Berkeley, last summer, on the street.
June 25th, 1999

She Was In College
I finished Groucho Marx, Master Detective. I'm tired, time to take a break. Let Fred the writer's block monkey have this evening, kick back, read the book and don't fret it. Most of the time it's not for lack of ideas, but lack of energy and too many hours making faces in front of a computer screen (an unusual concept). I take the position there are no new ideas, any old idea in a storm, as long as it resonates, has a bit of whatever you're calling the truth at the moment and you can wrap it up in clever little halfway comprehensible sentences.

I mentioned my thoughts about Groucho when I'd read half of it. Goulart creates a Groucho character that is the Groucho character of his movies, every other line a one liner. People recognize him on the street and he goes into a routine and that's always been Goulart's strength, he's a master of the off the wall twist somewhere in between the subject and the predicate. If you told me that Douglas Adams, author of The Hitchhiker's Guide to the Galaxy was one of Goulart's pseudonyms, I'd say right, Adams always sounded like a British Goulart to me, only not as funny.
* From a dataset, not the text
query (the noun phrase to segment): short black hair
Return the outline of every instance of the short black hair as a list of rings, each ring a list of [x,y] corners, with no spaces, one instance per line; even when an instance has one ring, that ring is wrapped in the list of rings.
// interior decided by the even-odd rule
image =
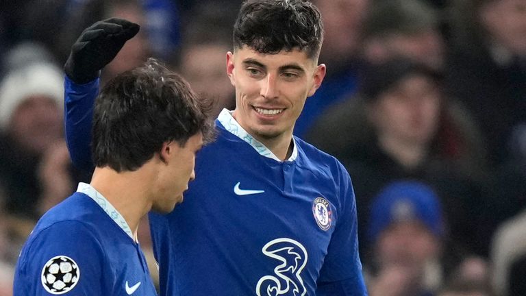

I don't know, this stuff is always so subjective. The Groucho character seems both real and totally artificial. There are a couple of noir like scenes with a kind of loose canon somebody's going to crush your head with a hammer reality to them, interspersed with the barrage of one liners, downshifting more quickly than I'm accustomed to shifting through the literary esses. After a while you adopt the writer's reality and all this bouncing back and forth seems less jarring. I think. I've started the second book, Groucho Marx, Private Eye (page 3) and I'll see what I think when I'm finished. I'll bring one to my mother (Who reads mysteries morning, noon and evening.) next month in Seattle to get her reaction. I'm not sure what she thinks about the Marx Brothers, but they were making movies when she was in college.


 
The banner photograph was taken last summer in Berkeley. Four people, living on the street, partners for a day, for an hour, for a week?